Here's the url for the article: http://www.glbtq.com/sfeatures/confessio…
22
I think what Dan's forgetting is that at this point, the IGB videos are doing two things- first, they are helping those young kids feel better about being who they are (which is why the normal, everyday folks videos are so good).

But the videos are also showing people who've never cared, nor thought about gay issues that this is something they should be caring about. That's where these celebrity videos can be helpful. Maybe they'll speak to the bullies, or to the people who've so far not taken a position on gay rights.
23
I agree stories from individual people are more powerful most of the time but also think we need these mainstream celebs and sports figures to send the IGB message, doing so may give insight to youth that participate in sports in school that picking on LGBT people or anyone for that matter to be cool. and you have to think that if you think it is hard coming out as an average student , imagine trying to come out as the star quarterback of lineman. now do I think some celbs just just on the bandwagon of a powerful movement for their own gain? absolutely but hey it also is a gain to the movement. and in response to #1= I hope nobody including Dan forget where they came from and take that minute to help another even if just to lend an ear. sometimes people gain great strength in themselves once they know they have been heard.
24
If any team knows that it gets better, it's the Red Sox. I just wish that it got better for the Cubs, too.
25
Maybe we need a series of "it gets worse" videos showing what horrible lives bullies end up having? Unfortunately, since many of the personality traits and habits I've seen in bullies are those useful in other bad hierarchies---that is, almost all work-places---I'm not sanguine about the distribution.

My guess is basically a Gaussian peaked around "successful middle-manager" with larger-than-Gaussian heights for "unsuccessful criminal" and "extremely successful executive", but that guess probably has more to do with my biases than reality.

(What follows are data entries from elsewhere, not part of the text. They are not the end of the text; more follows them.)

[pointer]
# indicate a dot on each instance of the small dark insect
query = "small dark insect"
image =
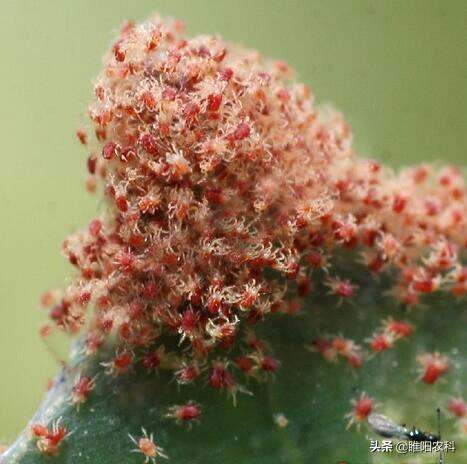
(387, 428)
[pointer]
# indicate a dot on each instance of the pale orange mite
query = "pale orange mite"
(147, 447)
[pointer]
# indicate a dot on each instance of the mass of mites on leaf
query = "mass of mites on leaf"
(227, 190)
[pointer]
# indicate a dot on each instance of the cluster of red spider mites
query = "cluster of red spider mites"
(333, 347)
(220, 172)
(48, 440)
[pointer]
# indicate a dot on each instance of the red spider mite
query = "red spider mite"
(362, 408)
(147, 447)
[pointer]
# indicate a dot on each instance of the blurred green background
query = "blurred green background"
(396, 68)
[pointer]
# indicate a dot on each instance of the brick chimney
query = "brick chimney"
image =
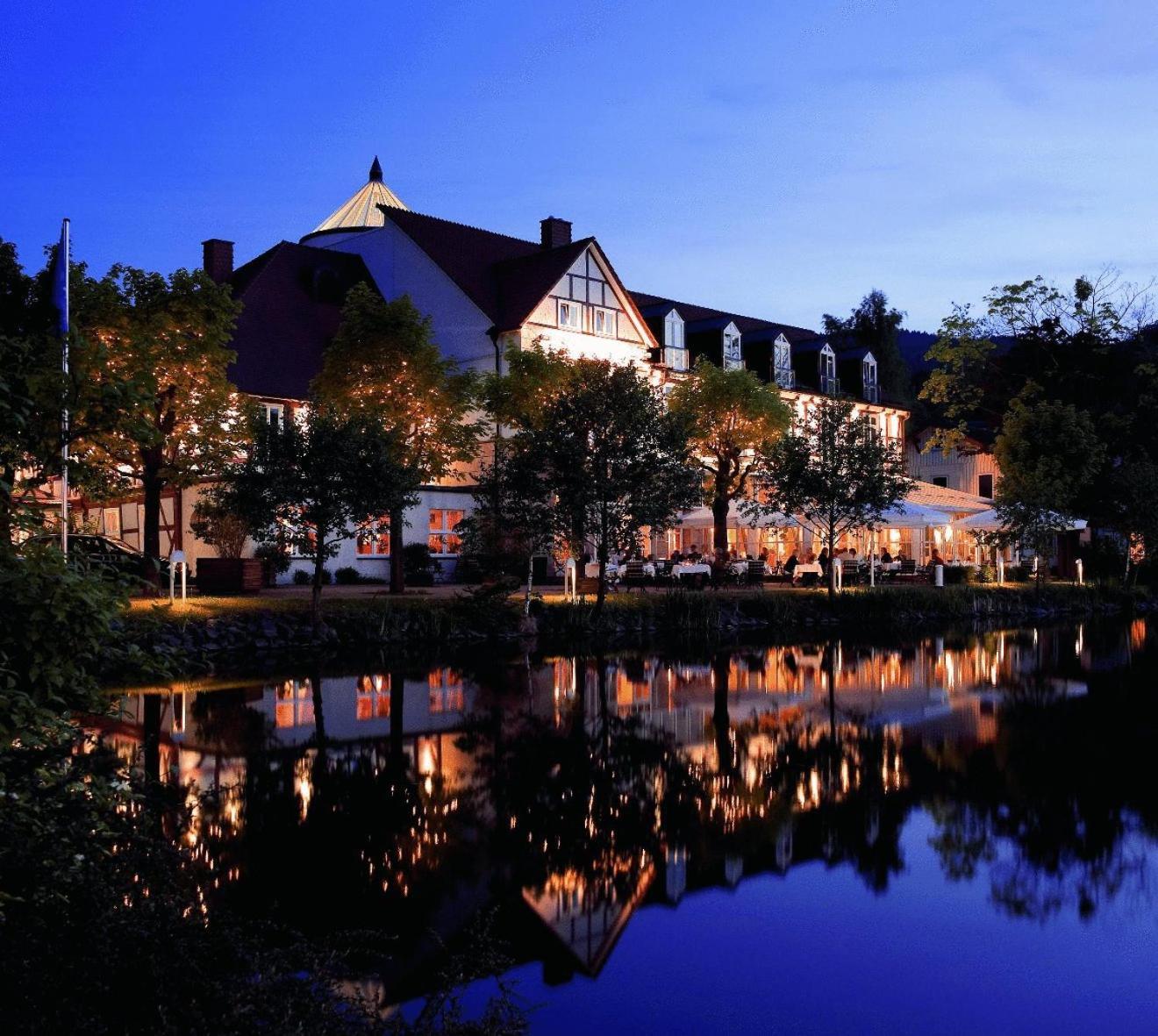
(554, 232)
(218, 258)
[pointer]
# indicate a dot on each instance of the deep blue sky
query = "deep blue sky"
(778, 159)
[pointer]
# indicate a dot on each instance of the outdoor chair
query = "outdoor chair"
(635, 575)
(724, 575)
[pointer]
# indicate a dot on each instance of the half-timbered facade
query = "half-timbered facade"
(488, 294)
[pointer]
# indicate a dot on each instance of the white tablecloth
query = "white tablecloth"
(679, 571)
(590, 569)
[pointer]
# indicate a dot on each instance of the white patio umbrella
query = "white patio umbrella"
(907, 515)
(987, 521)
(701, 518)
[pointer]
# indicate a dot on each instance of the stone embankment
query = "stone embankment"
(184, 644)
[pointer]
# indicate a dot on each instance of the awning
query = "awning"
(988, 521)
(907, 515)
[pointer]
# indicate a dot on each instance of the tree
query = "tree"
(834, 471)
(313, 484)
(1049, 455)
(384, 363)
(169, 336)
(507, 527)
(1089, 347)
(873, 325)
(607, 460)
(733, 419)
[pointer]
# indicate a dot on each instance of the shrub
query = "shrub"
(50, 602)
(275, 557)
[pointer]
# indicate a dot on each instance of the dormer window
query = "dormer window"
(868, 377)
(827, 368)
(782, 362)
(733, 358)
(570, 315)
(676, 354)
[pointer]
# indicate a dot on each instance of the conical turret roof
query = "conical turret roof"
(362, 209)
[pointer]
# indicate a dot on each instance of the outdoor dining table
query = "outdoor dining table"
(688, 568)
(590, 569)
(807, 568)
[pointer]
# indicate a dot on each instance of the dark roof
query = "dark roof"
(524, 282)
(505, 277)
(292, 299)
(658, 304)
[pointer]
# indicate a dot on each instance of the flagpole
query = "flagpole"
(62, 257)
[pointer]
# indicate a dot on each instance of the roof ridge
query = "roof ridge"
(439, 219)
(726, 312)
(542, 252)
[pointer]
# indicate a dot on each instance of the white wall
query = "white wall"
(400, 268)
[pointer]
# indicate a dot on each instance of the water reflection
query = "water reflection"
(568, 792)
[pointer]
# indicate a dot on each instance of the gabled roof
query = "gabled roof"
(292, 297)
(505, 277)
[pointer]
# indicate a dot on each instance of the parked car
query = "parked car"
(104, 550)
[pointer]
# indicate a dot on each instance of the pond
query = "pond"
(951, 833)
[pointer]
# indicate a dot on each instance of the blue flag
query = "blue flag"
(61, 279)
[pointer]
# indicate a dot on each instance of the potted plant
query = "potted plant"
(275, 561)
(228, 573)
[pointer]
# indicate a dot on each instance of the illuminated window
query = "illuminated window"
(293, 703)
(676, 354)
(373, 700)
(111, 520)
(446, 691)
(373, 539)
(570, 315)
(782, 362)
(733, 358)
(442, 537)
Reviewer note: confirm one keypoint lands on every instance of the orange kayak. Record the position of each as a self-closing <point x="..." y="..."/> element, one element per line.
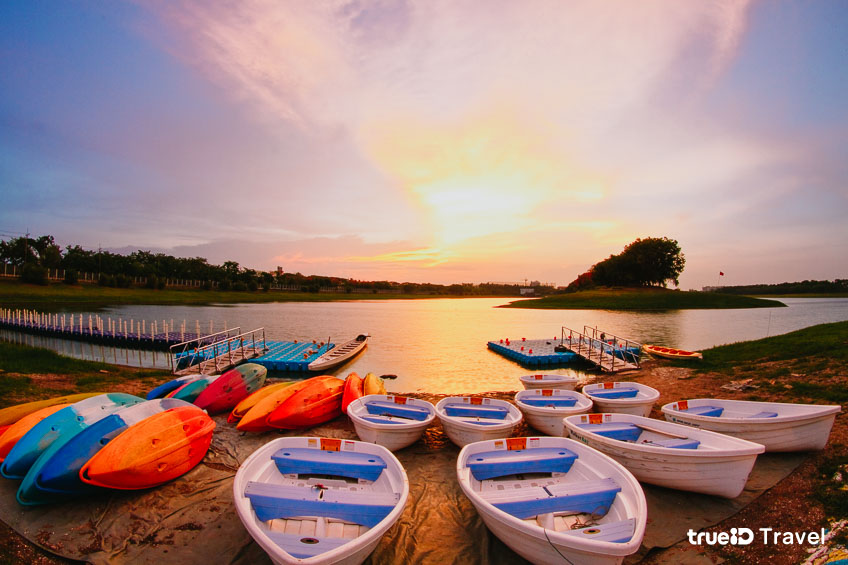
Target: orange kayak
<point x="315" y="404"/>
<point x="154" y="451"/>
<point x="256" y="419"/>
<point x="353" y="390"/>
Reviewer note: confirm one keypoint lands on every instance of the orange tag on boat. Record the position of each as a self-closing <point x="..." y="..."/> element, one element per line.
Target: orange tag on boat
<point x="328" y="444"/>
<point x="516" y="443"/>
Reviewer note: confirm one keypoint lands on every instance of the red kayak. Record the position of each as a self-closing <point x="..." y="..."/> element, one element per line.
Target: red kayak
<point x="352" y="390"/>
<point x="315" y="404"/>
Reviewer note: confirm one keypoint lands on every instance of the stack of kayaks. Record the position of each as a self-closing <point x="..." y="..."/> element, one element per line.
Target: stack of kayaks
<point x="112" y="440"/>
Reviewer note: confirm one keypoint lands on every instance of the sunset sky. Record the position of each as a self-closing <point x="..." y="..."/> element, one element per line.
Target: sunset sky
<point x="432" y="141"/>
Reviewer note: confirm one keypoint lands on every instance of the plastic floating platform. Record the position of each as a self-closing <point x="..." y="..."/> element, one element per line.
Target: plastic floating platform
<point x="533" y="352"/>
<point x="290" y="355"/>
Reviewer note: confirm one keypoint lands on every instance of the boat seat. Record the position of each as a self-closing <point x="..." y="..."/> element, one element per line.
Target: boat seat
<point x="764" y="414"/>
<point x="303" y="547"/>
<point x="550" y="401"/>
<point x="476" y="411"/>
<point x="676" y="443"/>
<point x="383" y="408"/>
<point x="272" y="501"/>
<point x="306" y="461"/>
<point x="589" y="497"/>
<point x="490" y="464"/>
<point x="613" y="393"/>
<point x="615" y="532"/>
<point x="714" y="411"/>
<point x="622" y="431"/>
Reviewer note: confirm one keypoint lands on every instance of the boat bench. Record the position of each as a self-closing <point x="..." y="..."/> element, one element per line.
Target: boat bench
<point x="613" y="393"/>
<point x="272" y="501"/>
<point x="383" y="408"/>
<point x="476" y="411"/>
<point x="622" y="431"/>
<point x="713" y="411"/>
<point x="614" y="532"/>
<point x="490" y="464"/>
<point x="589" y="497"/>
<point x="307" y="461"/>
<point x="549" y="401"/>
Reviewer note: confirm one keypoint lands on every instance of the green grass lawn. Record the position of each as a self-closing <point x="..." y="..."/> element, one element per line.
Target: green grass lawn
<point x="643" y="299"/>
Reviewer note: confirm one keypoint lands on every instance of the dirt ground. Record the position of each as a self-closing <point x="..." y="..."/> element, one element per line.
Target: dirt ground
<point x="788" y="506"/>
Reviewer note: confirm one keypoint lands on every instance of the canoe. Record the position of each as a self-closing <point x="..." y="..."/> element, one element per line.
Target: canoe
<point x="53" y="431"/>
<point x="339" y="354"/>
<point x="544" y="409"/>
<point x="622" y="397"/>
<point x="669" y="455"/>
<point x="232" y="387"/>
<point x="672" y="353"/>
<point x="554" y="500"/>
<point x="152" y="452"/>
<point x="245" y="405"/>
<point x="12" y="414"/>
<point x="565" y="382"/>
<point x="16" y="431"/>
<point x="315" y="404"/>
<point x="776" y="425"/>
<point x="61" y="473"/>
<point x="372" y="384"/>
<point x="354" y="388"/>
<point x="389" y="420"/>
<point x="467" y="419"/>
<point x="319" y="500"/>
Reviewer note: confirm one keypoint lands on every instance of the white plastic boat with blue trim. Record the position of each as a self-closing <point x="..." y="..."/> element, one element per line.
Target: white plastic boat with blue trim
<point x="669" y="455"/>
<point x="309" y="500"/>
<point x="554" y="500"/>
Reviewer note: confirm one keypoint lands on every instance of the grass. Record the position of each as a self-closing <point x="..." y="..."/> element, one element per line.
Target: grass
<point x="643" y="299"/>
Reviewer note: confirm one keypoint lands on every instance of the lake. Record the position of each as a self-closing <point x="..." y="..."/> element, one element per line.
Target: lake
<point x="439" y="345"/>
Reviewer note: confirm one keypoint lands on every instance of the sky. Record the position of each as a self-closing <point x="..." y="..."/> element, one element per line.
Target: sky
<point x="432" y="141"/>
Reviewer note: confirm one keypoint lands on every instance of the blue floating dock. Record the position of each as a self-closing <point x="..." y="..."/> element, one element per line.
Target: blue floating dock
<point x="290" y="355"/>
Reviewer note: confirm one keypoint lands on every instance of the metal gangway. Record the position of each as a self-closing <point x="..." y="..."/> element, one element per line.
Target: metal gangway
<point x="216" y="352"/>
<point x="608" y="352"/>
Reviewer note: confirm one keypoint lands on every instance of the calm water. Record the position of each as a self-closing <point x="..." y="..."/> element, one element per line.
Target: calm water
<point x="440" y="345"/>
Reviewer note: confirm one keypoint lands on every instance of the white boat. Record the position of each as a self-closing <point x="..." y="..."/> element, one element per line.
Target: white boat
<point x="544" y="409"/>
<point x="308" y="500"/>
<point x="622" y="397"/>
<point x="389" y="420"/>
<point x="467" y="419"/>
<point x="776" y="425"/>
<point x="339" y="354"/>
<point x="566" y="382"/>
<point x="554" y="500"/>
<point x="669" y="455"/>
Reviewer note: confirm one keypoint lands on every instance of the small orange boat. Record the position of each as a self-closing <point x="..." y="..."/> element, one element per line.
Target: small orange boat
<point x="315" y="404"/>
<point x="152" y="452"/>
<point x="671" y="353"/>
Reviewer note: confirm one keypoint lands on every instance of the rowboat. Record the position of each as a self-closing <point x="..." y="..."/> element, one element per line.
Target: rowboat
<point x="566" y="382"/>
<point x="232" y="387"/>
<point x="622" y="397"/>
<point x="554" y="500"/>
<point x="339" y="354"/>
<point x="152" y="452"/>
<point x="776" y="425"/>
<point x="389" y="420"/>
<point x="669" y="455"/>
<point x="467" y="419"/>
<point x="308" y="500"/>
<point x="672" y="353"/>
<point x="544" y="409"/>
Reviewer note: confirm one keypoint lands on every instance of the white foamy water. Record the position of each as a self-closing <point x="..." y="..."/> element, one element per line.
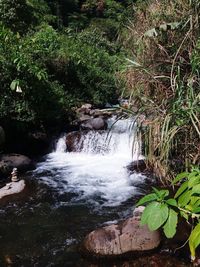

Roger Ailes evidently will seize any opportunity to make fun of someone's accent.
26
Just thought I'd share one of the comments from the Sons of Sam Horn, an online forum of the most die-hard Red Sox fans, in response to this news:

"There would be no more compelling 'It gets better' video than somebody saying 'I hid who I was for a long time. But now I play for the Red Sox.' Then he should get a shaving cream pie in the face."

Pretty awesome.
27
There are more petition links here: http://www.dailykos.com/story/2011/06/05…
28
I would love it if, barring an actually gay player coming out, the Sox or the Cubs could use players with openly gay friends and relatives in the video and have them talk about the positive things those people bring to their lives. That would be a powerful message not only about a positive future, but also for any closeted athletes.